Prof Spatz says that these steps are not taken often enough to help those mothers at risk. She said that in hospital following the birth many health professionals do not have a sense of urgency about ensuring the mother effectively converts from lactogenesis I to lactogenesis II and that many routine hospital practices negatively affected the mother’s ability “to come to volume”. These practices, she said, included inductions, the lack of rooming in, lack of skin to skin, concerns about infant weight loss and formula supplementation from birth.
“If a baby is healthy and can breastfeed, that baby should be breastfed within the first hour, We know that this doesn’t happen globally. If the baby is unable to feed before a good rest, then we need that mother to be expressing with a pump with initiation technology within that first hour. What we want families to understand is that there’s a critical window of opportunity. This is time sensitive. There’s a set period of time, where we have to really focus on milk supply,” she said.

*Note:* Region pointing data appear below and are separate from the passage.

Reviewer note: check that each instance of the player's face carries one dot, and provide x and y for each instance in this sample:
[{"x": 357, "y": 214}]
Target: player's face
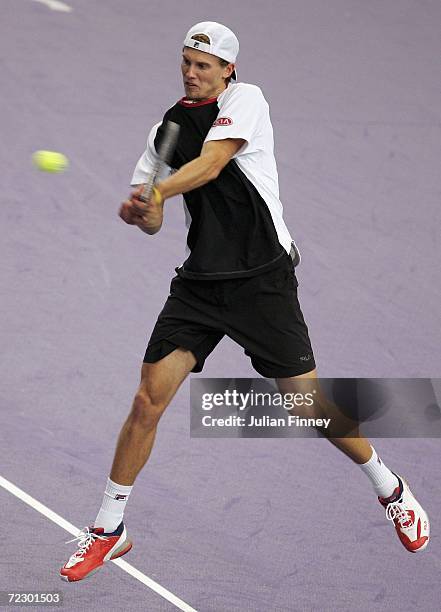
[{"x": 202, "y": 74}]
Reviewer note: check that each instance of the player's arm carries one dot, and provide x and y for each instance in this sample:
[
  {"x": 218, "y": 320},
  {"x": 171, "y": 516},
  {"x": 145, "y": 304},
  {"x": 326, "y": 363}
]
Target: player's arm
[{"x": 215, "y": 155}]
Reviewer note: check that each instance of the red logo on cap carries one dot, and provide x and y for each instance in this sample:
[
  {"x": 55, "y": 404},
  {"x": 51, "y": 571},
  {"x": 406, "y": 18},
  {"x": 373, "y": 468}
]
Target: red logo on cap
[{"x": 223, "y": 121}]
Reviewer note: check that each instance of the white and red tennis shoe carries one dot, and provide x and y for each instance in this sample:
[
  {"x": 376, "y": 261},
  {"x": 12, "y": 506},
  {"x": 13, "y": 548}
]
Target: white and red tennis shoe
[
  {"x": 410, "y": 520},
  {"x": 94, "y": 548}
]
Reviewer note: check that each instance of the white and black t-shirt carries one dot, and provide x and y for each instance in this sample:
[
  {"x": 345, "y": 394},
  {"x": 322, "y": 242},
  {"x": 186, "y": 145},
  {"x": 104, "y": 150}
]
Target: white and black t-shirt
[{"x": 235, "y": 223}]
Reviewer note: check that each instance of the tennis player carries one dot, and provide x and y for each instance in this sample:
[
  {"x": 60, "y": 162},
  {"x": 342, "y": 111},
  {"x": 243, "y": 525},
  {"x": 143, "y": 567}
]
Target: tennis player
[{"x": 238, "y": 279}]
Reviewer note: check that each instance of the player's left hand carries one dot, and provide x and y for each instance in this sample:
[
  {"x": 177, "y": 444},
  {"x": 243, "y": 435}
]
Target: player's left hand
[{"x": 148, "y": 216}]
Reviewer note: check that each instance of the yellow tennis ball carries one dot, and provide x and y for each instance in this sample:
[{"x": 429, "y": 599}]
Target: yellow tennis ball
[{"x": 50, "y": 161}]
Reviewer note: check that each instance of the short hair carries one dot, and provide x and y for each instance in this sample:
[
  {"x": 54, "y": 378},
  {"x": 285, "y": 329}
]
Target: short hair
[{"x": 205, "y": 39}]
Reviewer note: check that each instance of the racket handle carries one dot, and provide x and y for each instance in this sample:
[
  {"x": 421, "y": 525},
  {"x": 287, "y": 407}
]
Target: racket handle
[{"x": 147, "y": 190}]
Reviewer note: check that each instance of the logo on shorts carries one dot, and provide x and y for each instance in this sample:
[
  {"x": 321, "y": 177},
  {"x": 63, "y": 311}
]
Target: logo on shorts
[{"x": 222, "y": 121}]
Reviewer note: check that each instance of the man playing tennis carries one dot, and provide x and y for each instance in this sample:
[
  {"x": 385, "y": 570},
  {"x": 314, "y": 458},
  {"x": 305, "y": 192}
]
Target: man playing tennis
[{"x": 238, "y": 279}]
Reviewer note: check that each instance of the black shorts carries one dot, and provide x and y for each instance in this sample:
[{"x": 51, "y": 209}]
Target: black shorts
[{"x": 261, "y": 313}]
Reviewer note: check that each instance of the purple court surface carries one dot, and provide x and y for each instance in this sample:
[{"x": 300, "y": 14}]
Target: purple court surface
[{"x": 225, "y": 525}]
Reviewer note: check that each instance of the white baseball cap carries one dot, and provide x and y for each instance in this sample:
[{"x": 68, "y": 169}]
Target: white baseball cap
[{"x": 223, "y": 42}]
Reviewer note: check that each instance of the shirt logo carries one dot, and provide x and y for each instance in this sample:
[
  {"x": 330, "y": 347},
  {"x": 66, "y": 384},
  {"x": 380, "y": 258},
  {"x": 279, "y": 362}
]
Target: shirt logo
[{"x": 222, "y": 121}]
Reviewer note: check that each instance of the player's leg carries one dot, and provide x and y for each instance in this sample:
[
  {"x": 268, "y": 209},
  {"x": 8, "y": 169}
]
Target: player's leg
[
  {"x": 107, "y": 538},
  {"x": 356, "y": 446},
  {"x": 410, "y": 519},
  {"x": 159, "y": 383},
  {"x": 275, "y": 336}
]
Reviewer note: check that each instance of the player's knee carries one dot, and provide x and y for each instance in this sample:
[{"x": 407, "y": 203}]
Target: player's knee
[{"x": 146, "y": 411}]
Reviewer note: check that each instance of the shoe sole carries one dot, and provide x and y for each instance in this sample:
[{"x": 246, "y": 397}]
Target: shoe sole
[{"x": 119, "y": 552}]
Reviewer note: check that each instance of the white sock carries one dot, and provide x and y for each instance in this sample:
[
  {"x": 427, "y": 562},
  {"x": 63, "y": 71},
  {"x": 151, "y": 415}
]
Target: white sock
[
  {"x": 383, "y": 480},
  {"x": 113, "y": 506}
]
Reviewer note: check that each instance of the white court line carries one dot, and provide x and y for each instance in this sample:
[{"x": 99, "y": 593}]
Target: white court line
[
  {"x": 61, "y": 522},
  {"x": 56, "y": 5}
]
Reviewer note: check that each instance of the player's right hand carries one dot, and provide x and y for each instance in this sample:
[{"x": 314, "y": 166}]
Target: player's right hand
[{"x": 128, "y": 213}]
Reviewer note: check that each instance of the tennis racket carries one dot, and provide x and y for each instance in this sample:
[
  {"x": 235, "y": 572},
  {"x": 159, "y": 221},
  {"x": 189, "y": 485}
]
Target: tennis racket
[{"x": 165, "y": 154}]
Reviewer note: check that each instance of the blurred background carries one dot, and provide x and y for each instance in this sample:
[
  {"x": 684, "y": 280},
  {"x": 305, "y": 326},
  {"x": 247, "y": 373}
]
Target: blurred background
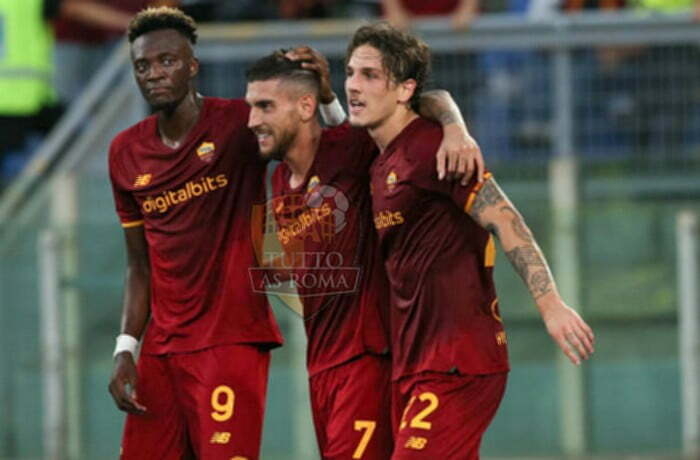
[{"x": 587, "y": 112}]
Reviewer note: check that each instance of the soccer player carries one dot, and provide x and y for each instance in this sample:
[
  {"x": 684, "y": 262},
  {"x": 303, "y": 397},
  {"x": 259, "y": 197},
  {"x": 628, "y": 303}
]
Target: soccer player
[
  {"x": 185, "y": 181},
  {"x": 322, "y": 205},
  {"x": 448, "y": 343}
]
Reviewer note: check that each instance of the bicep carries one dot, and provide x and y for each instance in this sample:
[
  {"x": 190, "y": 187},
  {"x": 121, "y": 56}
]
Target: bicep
[
  {"x": 136, "y": 248},
  {"x": 490, "y": 207}
]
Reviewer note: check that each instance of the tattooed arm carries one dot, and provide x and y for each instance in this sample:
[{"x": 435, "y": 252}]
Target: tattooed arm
[{"x": 493, "y": 211}]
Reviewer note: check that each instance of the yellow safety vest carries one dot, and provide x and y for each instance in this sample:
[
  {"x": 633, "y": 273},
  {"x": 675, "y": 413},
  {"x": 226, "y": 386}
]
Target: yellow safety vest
[
  {"x": 26, "y": 46},
  {"x": 666, "y": 6}
]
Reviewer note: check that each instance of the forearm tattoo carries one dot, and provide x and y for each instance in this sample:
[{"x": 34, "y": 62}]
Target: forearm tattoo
[
  {"x": 447, "y": 117},
  {"x": 529, "y": 262},
  {"x": 517, "y": 224}
]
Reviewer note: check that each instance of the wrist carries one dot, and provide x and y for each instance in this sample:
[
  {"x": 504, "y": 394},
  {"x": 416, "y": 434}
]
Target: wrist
[
  {"x": 548, "y": 302},
  {"x": 125, "y": 342}
]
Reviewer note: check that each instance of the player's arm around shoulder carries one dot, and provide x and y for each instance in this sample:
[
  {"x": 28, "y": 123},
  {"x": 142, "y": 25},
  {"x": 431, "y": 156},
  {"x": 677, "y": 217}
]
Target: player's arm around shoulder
[
  {"x": 492, "y": 209},
  {"x": 459, "y": 155},
  {"x": 135, "y": 311},
  {"x": 330, "y": 109}
]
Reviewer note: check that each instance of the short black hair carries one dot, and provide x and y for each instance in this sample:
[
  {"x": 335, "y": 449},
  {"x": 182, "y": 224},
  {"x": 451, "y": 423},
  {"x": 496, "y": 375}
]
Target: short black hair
[
  {"x": 161, "y": 18},
  {"x": 404, "y": 56},
  {"x": 277, "y": 65}
]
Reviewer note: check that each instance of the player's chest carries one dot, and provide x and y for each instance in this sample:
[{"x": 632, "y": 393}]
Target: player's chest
[
  {"x": 322, "y": 211},
  {"x": 395, "y": 196}
]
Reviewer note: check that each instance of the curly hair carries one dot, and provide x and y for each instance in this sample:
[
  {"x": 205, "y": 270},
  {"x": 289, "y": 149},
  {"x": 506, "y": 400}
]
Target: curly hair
[
  {"x": 404, "y": 56},
  {"x": 161, "y": 18},
  {"x": 277, "y": 66}
]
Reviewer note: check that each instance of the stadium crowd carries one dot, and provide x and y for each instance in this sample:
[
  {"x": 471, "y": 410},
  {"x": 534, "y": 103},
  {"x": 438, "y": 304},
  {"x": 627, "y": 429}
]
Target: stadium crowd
[{"x": 71, "y": 38}]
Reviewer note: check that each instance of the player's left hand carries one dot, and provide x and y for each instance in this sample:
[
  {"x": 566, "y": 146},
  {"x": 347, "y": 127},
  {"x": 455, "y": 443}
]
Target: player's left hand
[
  {"x": 315, "y": 61},
  {"x": 459, "y": 156},
  {"x": 569, "y": 331}
]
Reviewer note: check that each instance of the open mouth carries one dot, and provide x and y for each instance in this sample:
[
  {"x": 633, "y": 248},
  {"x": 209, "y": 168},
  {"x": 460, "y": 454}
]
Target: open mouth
[{"x": 355, "y": 106}]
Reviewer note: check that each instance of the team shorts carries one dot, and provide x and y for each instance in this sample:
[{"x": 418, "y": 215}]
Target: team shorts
[
  {"x": 207, "y": 404},
  {"x": 351, "y": 409},
  {"x": 444, "y": 416}
]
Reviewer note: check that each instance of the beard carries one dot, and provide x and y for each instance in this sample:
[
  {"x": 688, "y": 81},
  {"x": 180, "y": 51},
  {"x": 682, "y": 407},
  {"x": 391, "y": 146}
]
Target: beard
[{"x": 279, "y": 149}]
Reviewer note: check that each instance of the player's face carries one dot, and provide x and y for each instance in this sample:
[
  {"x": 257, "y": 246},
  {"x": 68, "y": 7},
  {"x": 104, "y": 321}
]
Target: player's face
[
  {"x": 164, "y": 67},
  {"x": 273, "y": 117},
  {"x": 371, "y": 93}
]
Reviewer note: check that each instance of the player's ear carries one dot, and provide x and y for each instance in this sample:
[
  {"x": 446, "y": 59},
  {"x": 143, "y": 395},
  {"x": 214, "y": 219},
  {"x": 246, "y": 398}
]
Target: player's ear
[
  {"x": 306, "y": 105},
  {"x": 406, "y": 90},
  {"x": 194, "y": 67}
]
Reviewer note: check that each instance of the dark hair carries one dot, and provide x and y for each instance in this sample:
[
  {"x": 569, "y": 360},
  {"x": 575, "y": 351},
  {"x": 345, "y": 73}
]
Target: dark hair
[
  {"x": 404, "y": 56},
  {"x": 161, "y": 18},
  {"x": 277, "y": 65}
]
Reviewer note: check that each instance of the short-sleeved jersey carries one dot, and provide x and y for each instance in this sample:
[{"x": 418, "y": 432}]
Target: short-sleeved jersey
[
  {"x": 196, "y": 204},
  {"x": 325, "y": 229},
  {"x": 439, "y": 261}
]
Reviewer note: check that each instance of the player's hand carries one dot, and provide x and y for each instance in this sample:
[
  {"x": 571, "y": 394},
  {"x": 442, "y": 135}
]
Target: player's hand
[
  {"x": 313, "y": 60},
  {"x": 459, "y": 156},
  {"x": 122, "y": 385},
  {"x": 569, "y": 331}
]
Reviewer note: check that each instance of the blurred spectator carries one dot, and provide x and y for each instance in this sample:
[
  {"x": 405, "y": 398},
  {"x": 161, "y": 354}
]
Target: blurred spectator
[
  {"x": 227, "y": 10},
  {"x": 86, "y": 31},
  {"x": 578, "y": 5},
  {"x": 26, "y": 95},
  {"x": 302, "y": 9},
  {"x": 653, "y": 116},
  {"x": 514, "y": 100},
  {"x": 400, "y": 12}
]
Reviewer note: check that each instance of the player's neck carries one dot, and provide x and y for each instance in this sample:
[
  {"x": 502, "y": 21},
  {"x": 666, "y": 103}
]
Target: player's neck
[
  {"x": 175, "y": 124},
  {"x": 392, "y": 126},
  {"x": 302, "y": 152}
]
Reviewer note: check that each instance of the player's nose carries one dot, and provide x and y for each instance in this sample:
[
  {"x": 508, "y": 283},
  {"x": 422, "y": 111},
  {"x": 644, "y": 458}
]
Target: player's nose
[{"x": 253, "y": 119}]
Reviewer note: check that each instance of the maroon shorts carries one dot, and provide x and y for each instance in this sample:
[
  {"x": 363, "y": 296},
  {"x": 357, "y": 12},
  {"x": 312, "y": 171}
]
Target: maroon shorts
[
  {"x": 208, "y": 404},
  {"x": 440, "y": 415},
  {"x": 351, "y": 408}
]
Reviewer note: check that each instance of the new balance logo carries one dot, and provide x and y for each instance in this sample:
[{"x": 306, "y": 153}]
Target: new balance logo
[
  {"x": 416, "y": 443},
  {"x": 220, "y": 437},
  {"x": 143, "y": 180}
]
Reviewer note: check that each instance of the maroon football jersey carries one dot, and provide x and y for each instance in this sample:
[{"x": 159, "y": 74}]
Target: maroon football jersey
[
  {"x": 197, "y": 205},
  {"x": 439, "y": 261},
  {"x": 325, "y": 228}
]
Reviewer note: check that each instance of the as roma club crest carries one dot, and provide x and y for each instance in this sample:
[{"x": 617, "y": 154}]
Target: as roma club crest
[
  {"x": 205, "y": 152},
  {"x": 391, "y": 180}
]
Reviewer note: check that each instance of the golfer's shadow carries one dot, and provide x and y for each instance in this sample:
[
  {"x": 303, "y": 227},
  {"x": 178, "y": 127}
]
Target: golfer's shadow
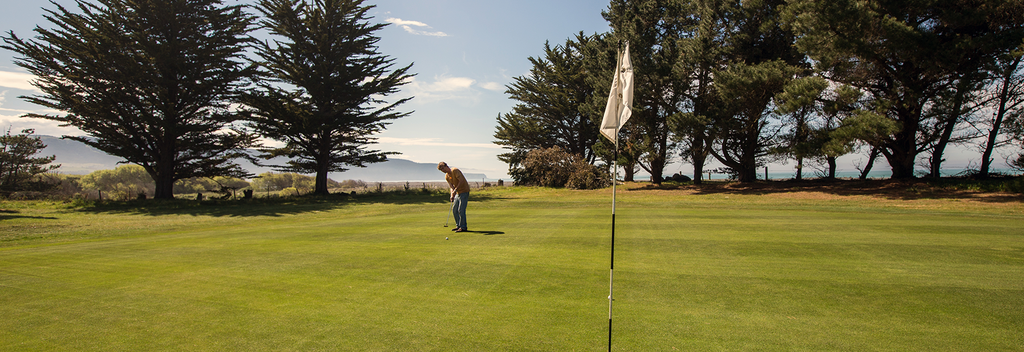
[{"x": 486, "y": 233}]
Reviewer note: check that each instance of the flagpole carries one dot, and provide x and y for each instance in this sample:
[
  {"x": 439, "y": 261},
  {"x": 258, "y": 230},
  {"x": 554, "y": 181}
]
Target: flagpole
[
  {"x": 611, "y": 268},
  {"x": 616, "y": 112}
]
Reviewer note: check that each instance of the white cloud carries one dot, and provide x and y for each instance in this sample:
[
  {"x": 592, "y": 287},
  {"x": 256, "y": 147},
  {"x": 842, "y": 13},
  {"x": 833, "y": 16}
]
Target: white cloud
[
  {"x": 495, "y": 86},
  {"x": 433, "y": 142},
  {"x": 16, "y": 80},
  {"x": 408, "y": 26},
  {"x": 442, "y": 88}
]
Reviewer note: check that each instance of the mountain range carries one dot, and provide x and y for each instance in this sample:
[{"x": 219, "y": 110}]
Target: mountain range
[{"x": 78, "y": 159}]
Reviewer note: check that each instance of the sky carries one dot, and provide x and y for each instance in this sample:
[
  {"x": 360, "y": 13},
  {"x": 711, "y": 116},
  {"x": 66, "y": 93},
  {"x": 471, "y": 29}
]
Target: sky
[{"x": 464, "y": 53}]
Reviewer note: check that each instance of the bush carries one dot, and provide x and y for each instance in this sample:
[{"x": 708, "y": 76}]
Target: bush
[{"x": 556, "y": 168}]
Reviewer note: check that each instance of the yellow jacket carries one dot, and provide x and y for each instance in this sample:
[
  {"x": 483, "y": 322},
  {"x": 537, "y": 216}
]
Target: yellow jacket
[{"x": 457, "y": 181}]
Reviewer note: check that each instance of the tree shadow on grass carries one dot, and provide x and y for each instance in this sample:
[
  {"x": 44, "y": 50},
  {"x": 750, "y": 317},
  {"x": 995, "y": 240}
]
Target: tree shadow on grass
[
  {"x": 12, "y": 214},
  {"x": 273, "y": 207},
  {"x": 486, "y": 233}
]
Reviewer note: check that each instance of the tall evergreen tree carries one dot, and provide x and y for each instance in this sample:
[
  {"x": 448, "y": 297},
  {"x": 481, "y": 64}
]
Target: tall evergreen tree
[
  {"x": 763, "y": 60},
  {"x": 652, "y": 29},
  {"x": 705, "y": 51},
  {"x": 903, "y": 54},
  {"x": 552, "y": 105},
  {"x": 327, "y": 51},
  {"x": 18, "y": 163},
  {"x": 147, "y": 80},
  {"x": 1008, "y": 81}
]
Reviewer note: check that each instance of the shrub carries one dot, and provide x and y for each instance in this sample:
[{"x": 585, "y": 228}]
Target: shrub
[{"x": 556, "y": 168}]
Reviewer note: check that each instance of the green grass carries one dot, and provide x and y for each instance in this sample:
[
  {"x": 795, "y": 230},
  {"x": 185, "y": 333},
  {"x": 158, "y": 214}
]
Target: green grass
[{"x": 715, "y": 271}]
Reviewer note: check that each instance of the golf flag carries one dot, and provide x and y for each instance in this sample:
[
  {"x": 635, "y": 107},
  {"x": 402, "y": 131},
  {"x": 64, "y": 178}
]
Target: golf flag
[
  {"x": 620, "y": 105},
  {"x": 617, "y": 111}
]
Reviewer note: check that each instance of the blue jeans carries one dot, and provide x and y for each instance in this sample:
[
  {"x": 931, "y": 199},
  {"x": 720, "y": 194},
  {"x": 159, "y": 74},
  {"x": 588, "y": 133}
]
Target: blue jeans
[{"x": 459, "y": 210}]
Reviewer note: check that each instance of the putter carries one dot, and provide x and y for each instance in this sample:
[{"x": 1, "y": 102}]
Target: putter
[{"x": 450, "y": 214}]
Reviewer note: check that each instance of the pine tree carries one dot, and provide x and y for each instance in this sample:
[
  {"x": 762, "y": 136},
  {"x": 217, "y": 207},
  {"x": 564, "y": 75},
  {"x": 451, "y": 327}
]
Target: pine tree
[
  {"x": 551, "y": 110},
  {"x": 326, "y": 51},
  {"x": 146, "y": 80},
  {"x": 17, "y": 161}
]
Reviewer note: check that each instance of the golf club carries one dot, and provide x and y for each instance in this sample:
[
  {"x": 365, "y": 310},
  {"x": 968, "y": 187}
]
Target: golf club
[{"x": 450, "y": 214}]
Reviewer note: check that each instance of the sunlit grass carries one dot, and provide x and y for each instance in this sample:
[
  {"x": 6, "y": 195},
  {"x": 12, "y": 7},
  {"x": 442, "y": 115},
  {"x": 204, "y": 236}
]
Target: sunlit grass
[{"x": 694, "y": 271}]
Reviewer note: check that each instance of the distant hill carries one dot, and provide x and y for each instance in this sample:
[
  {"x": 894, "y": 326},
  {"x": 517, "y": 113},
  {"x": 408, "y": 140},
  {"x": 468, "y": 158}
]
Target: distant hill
[{"x": 78, "y": 159}]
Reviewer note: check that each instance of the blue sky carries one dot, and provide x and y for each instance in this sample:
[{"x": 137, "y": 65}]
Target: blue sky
[{"x": 464, "y": 53}]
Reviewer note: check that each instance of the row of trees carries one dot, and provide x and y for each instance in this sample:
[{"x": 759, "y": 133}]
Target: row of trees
[
  {"x": 159, "y": 82},
  {"x": 752, "y": 82},
  {"x": 131, "y": 182}
]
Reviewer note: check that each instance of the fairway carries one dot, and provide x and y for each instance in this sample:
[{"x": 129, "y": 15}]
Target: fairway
[{"x": 694, "y": 271}]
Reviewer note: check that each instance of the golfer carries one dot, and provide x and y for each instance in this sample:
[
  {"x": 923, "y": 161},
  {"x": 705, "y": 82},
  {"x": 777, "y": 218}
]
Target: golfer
[{"x": 460, "y": 194}]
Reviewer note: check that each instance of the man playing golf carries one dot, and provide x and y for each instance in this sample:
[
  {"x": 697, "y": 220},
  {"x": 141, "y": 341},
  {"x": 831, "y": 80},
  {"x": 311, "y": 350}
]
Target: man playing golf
[{"x": 460, "y": 194}]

Prof Spatz argued that if this critical window to establish milk supply postpartum was understood and observed more widely, the beneficial effect would be widespead.
“Mom’s only job when her baby is home with her is that she eats, sleeps and breastfeeds. If we really protected that critical window of opportunity for mothers and focused on the supply, we would probably solve a lot of the world’s breastfeeding problems,” she said.
Prof Spatz said that research shows that globally the number one concern of mothers is milk supply and that it was common for infants in hospitals around the world to be supplemented with formula. This means that they are not going to wake on cue to feed, so the breasts aren’t stimulated and milk supply will spiral downward.
She said she would love to see mothers with risk factors adding expression sessions with a hospital-grade pump.
“My message is if you’re going to say the word ‘supplement’, then you need to say the ‘P word’ which is pump. We must change the practice paradigm, so that all women have the opportunity to reach their personal breastfeeding goals,” she said.